When I was doing my career change course earlier this year, I made time for the missions and exercises I had to do each week. Every Saturday I had a 10 am call which I never missed, this time though I seem to have lost the impetus to instigate the same rigour and routine to my new course. I think it’s because it’s self-paced. There’s no one pressurising you to have completed homework during the week.
By mid-January, I’ll know if my 4-day compressed week is approved, which will give me time to do my course. I have a new boss who wasn’t that keen about it when I mentioned it to her. She seems open to doing at least a six-month trial, so we’ll see. If it isn’t a reality, I’ll shut up as I’m bored of talking about it, and you’re probably bored of hearing about it.
It hasn’t been all doom and grumpy childlike sulks though. Instead of a website, I’ve created a portfolio which I’m going to add to my LinkedIn profile. I’ve added more projects to The Dots. I’ve been re-editing a client’s emails after doing his web copy earlier this year so continuing to learn. If my portfolio’s posting or sharing brings in work, then I’ll be happy, so long as I can manage it.

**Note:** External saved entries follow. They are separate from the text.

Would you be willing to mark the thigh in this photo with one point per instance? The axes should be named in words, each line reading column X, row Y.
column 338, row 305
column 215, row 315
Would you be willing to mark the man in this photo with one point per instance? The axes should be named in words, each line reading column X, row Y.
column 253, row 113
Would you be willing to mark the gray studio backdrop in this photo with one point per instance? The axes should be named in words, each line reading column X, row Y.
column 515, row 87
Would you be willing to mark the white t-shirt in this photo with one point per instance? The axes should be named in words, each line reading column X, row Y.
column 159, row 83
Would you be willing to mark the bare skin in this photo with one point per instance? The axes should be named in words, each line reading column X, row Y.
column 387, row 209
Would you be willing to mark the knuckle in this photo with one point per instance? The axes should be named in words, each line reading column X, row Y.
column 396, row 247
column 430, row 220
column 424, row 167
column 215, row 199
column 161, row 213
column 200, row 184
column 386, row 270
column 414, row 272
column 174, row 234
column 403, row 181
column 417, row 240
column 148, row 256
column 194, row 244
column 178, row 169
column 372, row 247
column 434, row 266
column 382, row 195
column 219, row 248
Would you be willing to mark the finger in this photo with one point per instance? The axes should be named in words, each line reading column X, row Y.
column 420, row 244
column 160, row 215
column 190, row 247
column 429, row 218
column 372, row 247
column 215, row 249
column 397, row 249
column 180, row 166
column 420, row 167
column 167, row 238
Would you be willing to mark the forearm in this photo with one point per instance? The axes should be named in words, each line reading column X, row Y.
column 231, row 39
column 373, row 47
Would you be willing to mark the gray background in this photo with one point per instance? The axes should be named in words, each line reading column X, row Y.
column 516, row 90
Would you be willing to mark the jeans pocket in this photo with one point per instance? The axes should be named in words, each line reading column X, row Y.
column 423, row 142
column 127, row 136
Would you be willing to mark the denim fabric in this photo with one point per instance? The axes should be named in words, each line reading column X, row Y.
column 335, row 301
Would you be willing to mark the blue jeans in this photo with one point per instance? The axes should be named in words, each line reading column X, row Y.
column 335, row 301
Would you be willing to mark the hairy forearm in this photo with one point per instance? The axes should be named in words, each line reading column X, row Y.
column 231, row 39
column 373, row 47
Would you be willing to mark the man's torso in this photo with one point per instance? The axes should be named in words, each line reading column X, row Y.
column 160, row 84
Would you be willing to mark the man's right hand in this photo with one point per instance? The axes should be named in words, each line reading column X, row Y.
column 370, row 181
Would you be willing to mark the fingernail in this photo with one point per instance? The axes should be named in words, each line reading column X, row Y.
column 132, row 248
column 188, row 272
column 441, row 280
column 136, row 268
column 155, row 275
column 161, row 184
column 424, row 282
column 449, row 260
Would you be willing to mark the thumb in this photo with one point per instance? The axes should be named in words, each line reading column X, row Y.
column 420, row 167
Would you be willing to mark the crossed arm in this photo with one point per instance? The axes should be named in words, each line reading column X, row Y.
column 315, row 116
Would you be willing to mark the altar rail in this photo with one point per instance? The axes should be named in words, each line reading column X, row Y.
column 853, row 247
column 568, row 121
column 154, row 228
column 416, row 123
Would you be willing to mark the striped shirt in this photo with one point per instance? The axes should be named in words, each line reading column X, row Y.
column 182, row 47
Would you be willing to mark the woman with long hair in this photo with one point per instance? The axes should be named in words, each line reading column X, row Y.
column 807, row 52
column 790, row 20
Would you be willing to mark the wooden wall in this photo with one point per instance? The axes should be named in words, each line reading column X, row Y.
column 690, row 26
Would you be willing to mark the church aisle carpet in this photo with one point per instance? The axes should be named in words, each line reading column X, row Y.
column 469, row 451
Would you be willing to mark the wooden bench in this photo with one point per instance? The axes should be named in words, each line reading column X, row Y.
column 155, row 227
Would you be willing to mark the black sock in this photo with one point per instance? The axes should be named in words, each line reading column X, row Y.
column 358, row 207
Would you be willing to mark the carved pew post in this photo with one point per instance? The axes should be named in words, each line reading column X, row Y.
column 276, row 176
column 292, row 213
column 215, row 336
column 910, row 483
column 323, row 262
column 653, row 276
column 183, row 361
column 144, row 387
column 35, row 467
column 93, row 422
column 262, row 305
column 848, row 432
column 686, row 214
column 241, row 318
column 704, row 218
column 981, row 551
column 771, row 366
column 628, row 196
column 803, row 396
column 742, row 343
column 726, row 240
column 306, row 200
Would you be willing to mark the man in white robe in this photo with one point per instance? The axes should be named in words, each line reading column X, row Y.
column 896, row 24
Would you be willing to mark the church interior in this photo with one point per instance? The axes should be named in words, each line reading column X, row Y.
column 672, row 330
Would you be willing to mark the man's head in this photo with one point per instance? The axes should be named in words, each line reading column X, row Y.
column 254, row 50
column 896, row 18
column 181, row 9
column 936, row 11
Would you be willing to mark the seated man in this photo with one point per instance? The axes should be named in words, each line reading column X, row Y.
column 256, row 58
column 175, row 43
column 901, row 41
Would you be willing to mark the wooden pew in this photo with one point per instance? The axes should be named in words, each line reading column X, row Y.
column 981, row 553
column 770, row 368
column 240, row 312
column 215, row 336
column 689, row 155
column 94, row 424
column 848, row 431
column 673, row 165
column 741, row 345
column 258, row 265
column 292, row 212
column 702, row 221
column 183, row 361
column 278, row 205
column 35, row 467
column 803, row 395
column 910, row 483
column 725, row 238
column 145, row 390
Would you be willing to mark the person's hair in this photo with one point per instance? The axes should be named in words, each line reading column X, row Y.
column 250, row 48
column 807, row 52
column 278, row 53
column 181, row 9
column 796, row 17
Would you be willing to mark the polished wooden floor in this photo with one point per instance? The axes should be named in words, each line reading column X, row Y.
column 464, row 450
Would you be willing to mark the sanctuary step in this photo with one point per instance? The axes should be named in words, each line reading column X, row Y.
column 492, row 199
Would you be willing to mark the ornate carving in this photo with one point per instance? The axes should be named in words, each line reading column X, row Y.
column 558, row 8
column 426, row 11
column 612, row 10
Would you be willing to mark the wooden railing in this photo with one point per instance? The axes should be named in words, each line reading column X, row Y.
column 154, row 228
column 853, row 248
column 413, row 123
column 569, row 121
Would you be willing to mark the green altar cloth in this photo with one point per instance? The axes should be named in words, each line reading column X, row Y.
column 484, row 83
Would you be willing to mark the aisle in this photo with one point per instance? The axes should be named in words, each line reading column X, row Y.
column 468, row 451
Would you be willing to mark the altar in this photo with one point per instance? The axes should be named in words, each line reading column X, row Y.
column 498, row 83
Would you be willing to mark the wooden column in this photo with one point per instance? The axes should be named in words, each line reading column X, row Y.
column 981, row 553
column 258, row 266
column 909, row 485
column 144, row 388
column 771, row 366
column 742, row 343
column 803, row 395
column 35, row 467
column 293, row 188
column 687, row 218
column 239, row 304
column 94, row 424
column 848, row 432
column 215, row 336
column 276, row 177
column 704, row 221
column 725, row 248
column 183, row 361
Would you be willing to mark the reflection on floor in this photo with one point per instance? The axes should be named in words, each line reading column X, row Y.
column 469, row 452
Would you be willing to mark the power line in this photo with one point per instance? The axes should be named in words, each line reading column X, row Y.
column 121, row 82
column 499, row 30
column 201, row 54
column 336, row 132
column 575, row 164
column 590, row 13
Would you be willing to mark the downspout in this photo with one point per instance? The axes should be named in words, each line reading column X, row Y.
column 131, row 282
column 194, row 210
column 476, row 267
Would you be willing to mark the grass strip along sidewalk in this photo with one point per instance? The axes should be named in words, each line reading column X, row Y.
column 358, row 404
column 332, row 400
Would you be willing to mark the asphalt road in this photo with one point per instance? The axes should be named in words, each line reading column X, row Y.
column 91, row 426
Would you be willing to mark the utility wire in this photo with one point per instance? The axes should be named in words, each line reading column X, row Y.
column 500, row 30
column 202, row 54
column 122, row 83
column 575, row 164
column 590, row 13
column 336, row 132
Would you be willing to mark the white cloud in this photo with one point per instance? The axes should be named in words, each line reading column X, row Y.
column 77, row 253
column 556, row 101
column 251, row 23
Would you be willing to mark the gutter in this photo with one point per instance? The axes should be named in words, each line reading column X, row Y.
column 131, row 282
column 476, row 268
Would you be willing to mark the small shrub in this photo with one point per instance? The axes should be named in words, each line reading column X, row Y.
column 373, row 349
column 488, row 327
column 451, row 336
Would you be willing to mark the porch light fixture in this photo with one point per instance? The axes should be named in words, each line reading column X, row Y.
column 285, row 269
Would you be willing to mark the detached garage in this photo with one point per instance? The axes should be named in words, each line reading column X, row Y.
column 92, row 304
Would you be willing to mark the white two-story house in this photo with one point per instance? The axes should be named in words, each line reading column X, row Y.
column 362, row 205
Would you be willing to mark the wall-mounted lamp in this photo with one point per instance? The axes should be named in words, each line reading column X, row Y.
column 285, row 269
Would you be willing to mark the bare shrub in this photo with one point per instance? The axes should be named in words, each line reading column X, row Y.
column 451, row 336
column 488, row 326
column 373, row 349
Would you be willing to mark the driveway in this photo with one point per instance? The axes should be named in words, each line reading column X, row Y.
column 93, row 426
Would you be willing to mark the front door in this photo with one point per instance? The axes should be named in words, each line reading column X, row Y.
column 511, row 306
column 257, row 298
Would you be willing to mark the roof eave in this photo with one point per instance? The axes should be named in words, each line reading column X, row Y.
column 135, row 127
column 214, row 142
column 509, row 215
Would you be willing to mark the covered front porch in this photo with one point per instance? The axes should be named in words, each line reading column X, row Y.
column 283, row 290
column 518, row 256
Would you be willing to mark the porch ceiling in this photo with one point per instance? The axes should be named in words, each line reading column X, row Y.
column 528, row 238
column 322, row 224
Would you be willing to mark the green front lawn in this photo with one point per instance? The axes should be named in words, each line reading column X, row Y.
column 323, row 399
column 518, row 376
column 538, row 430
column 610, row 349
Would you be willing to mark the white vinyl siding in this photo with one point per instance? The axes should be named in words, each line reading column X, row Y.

In the spirit of only focusing on what can help further my career, I’ve decided to delete job alerts for copywriter roles. Until I start getting more experience under my belt, I won’t have a chance of getting a position, and the more I look at job adverts for companies I like, the more disheartened I become. Best to switch off the distractions for now. I don’t know about you, but far too many emails come into my inbox for things I either forgot I’d signed up for or I’m just not interested in anymore, so it’s digital detox time.
And as the New Year rolls in, how many of you will set new year resolutions? Do you stick to them? I’m not one for resolutions. I tend to focus on the positive and ask myself what I’d like to do more of. You all know what I’d like to do, so my added resolution is just to see how things pan out and take it from there. There’s not much else I can do. Just as we’ve had to adjust and flex this year due to COVID-19, my career change will need to do the same. Patience is a virtue; I happen to have none.
I hope you had a good Christmas even if it’s been quite different and you’re ready to cope with whatever 2021 throws at you. Fingers crossed it’s a better one; it can’t get any worse!